In the current study, researchers constricted the sciatic nerve of young rats, then studied what changes had occurred in the substantia gelatinosa. This translucent area of the spinal cord is involved in the processing of unpleasant sensations that can be perceived as painful.
According to Devor, much has been made of the theory that neuropathic pain actually imprints changes in the spinal column that are responsible for the long-lived chronic pain.
What the team found, however, was quite surprising. According to Balasubramanyan, “Given the increase in the excitability of dorsal horn neurons that follows peripheral nerve injury in vivo, and the presence of mechanical hypersensitivity (heightened pain responses) in our experimental animals, the observed changes in the properties of substantia gelatinosa neurons at first seem relatively modest.” For example, CCI [chronic constriction injury] did not promote the generation of spontaneous action potentials in substantia gelatinosa neurons.
They conclude that CCI produced a certain level of bona fide “centralization” in that it “alters the intrinsic properties of the dorsal horn by exerting both pre- and postsynaptic effects on excitatory synaptic transmission and by attenuating inhibitory transmission.” However, the “relative contribution of intrinsic, peripheral and descending mechanisms to nerve injury-induced ‘central hypersensitivity’ is yet to be determined.”

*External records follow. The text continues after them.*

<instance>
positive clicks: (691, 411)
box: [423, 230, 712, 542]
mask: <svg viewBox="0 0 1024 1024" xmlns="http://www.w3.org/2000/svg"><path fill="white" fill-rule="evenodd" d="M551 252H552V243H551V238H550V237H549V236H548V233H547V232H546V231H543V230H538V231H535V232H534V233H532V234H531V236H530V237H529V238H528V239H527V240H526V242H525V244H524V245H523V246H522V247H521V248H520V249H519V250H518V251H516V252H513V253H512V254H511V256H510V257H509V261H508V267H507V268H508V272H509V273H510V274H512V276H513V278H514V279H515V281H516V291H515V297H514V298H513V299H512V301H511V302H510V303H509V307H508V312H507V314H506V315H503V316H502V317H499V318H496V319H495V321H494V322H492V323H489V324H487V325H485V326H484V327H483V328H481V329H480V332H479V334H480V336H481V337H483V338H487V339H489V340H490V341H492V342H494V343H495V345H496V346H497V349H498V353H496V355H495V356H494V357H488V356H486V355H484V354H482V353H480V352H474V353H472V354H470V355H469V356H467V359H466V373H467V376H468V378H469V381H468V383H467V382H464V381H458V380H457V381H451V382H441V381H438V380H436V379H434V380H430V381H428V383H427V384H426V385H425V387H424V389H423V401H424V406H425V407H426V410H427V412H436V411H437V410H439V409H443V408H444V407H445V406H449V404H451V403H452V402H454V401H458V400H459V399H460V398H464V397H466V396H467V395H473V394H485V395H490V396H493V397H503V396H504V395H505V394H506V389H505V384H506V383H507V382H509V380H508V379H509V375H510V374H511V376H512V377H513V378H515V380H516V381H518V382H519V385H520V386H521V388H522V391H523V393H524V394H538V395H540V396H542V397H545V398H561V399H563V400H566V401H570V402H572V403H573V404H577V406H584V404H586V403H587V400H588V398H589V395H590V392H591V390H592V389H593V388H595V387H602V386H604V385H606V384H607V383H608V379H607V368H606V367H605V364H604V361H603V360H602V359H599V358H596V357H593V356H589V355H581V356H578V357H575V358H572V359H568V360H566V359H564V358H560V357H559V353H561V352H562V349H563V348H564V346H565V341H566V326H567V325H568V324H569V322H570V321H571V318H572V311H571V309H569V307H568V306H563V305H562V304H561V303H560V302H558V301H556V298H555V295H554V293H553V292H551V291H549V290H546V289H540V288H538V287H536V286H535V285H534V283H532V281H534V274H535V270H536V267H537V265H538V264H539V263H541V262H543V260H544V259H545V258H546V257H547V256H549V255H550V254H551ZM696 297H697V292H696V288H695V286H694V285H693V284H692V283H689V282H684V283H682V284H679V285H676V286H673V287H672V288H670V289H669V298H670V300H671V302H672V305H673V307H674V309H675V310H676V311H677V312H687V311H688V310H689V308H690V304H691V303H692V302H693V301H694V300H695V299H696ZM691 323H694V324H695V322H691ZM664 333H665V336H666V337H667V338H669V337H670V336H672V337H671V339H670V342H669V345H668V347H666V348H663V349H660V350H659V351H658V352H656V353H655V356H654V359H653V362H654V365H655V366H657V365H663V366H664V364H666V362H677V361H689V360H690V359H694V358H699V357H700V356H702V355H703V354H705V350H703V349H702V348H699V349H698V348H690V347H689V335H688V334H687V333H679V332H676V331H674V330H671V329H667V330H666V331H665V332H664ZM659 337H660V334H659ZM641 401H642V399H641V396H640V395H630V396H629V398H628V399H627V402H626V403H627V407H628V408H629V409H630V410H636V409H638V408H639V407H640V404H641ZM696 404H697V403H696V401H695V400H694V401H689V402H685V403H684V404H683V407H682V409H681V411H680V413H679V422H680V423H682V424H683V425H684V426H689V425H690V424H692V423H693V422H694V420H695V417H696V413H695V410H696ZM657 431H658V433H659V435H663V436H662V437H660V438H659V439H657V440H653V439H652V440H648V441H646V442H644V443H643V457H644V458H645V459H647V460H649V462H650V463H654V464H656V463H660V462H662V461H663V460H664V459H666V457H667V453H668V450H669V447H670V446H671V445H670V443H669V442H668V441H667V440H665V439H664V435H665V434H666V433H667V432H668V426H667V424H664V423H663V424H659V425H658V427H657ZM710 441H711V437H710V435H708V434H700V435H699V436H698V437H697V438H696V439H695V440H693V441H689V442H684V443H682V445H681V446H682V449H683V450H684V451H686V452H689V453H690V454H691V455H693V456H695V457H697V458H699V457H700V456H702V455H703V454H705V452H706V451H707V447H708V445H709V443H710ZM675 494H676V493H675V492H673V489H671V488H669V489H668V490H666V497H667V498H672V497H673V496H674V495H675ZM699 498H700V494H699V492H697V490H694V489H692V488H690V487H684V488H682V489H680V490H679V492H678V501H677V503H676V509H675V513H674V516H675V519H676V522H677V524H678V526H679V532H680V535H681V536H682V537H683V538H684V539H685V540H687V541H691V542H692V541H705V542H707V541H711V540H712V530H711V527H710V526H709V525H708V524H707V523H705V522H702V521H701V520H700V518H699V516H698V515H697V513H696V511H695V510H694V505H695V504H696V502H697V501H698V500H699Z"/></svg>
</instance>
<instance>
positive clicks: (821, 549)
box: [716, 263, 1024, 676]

In addition to further studies designed to identify more precisely what changes occur in neuropathic and chronic pain scenarios, Smith says more research needs to be conducted to determine how to treat such pain, regardless of the mechanisms.
For instance, it may be most appropriate to target the initial injury that precipitates the enduring neuropathic pain. In fact, utilizing pre-emptive anesthesia during surgery already does this. The surgeon uses a local anesthetic to deaden the nerves as well as a general anesthetic to immobilize the patent for surgery. Such procedures should be encouraged, Smith says.
Another possibility may be to suppress the immune system for the initial five days after injury. This may curtail the inflammation associated with peripheral nerves that appears to trigger many aspects of neuropathic pain.
In conclusion, Balasubramanyan says, “What needs to be done now is to go back to the periphery and concentrate on finding what physiological mechanisms might be at work closer to the removed part or the original injury site, as in cases of diabetic neuropathy, shingles and surgery.”